Under different circumstances this attraction/repulsion changes.
So, what kind of statistical/mathematical procedure can I use to measure whether the changes (for the whole set) are “large/small”, as well as if a subset of them (lets say the first ten items) the attraction is larger than in another subset (lets say the last ten items)?.

Thanks in advance

 

[reilly]

First, you should provide a much more detailed description of your experiment. My initial thought would be a paired-comparison t-test; possibly an ANOVA approach. Much depends on what you do -- if time is involved, then the analysis can be tricky because of possible autocorrelations. Details, details, details.
Regards,
Reilly Atkinson

 

[fer2000]

Hello, first of all, thanks for your answer.
The situation is as follows,

My data are comprised in different matrices (each of the situations provide that information).
First one
x 1.3 -1.5 . . . . . .
1.3 x 1.2 . . . . . .
-1.5 1.2 x . . . . . .
. . . . . . . . . . . . . .

Second one
x 1.1 1.3 . . . . . .
1.1 x -0.2 . . . . . .
1.3 -0.2 x . . . . . .
. . . . . . . . . . . . . . .


Third one
x -0.1 0.3 . . . . . .
-0.1 x 0.4 . . . . . .
0.3 0.4 x . . . . . .
. . . . . . . . . . . . . . .


All of them are symmetrical and the diagonal does not make sense (I could write any number). Note that the dimension will be around 300 x 300 for each matrix.
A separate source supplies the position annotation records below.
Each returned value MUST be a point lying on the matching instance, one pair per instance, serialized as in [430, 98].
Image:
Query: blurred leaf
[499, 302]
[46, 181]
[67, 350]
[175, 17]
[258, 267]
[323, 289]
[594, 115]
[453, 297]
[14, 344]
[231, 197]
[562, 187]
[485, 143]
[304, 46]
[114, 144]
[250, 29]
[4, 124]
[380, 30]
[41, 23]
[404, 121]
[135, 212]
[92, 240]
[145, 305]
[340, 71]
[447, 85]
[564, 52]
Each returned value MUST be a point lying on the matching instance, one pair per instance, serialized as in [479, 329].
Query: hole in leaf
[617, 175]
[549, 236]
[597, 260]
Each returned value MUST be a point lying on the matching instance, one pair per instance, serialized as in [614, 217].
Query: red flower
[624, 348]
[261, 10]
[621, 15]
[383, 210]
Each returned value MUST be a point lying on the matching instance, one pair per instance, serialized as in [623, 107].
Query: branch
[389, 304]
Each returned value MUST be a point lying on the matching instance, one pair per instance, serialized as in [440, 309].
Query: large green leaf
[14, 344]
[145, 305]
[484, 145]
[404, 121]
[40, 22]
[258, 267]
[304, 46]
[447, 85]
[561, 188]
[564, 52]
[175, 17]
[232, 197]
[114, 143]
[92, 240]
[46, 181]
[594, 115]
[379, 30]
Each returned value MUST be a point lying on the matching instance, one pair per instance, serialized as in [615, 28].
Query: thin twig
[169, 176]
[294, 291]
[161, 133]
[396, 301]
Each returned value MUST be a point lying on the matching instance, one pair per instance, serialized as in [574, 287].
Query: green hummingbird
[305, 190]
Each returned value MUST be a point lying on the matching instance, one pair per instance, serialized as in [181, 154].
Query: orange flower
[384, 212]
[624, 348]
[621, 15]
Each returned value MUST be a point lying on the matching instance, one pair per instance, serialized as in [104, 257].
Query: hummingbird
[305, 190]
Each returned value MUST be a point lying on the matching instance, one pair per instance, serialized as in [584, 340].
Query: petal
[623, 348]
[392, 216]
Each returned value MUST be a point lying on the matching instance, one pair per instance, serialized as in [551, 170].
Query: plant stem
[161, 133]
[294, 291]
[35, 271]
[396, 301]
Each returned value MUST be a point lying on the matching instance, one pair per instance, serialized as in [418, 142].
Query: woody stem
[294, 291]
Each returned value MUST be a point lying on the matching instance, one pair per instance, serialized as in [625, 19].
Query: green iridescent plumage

How can I say if first one is closer (and how closer is) to second one than to third one (as well as any other combination)?
I do not mind the lapse of time between each of the situations (that provide each of the matrices), but an external condition that is the same for all the pairs that generate the matrix.


Thanks again.

 

[jtbell]

Just out of curiosity, what is the connection of this with quantum physics?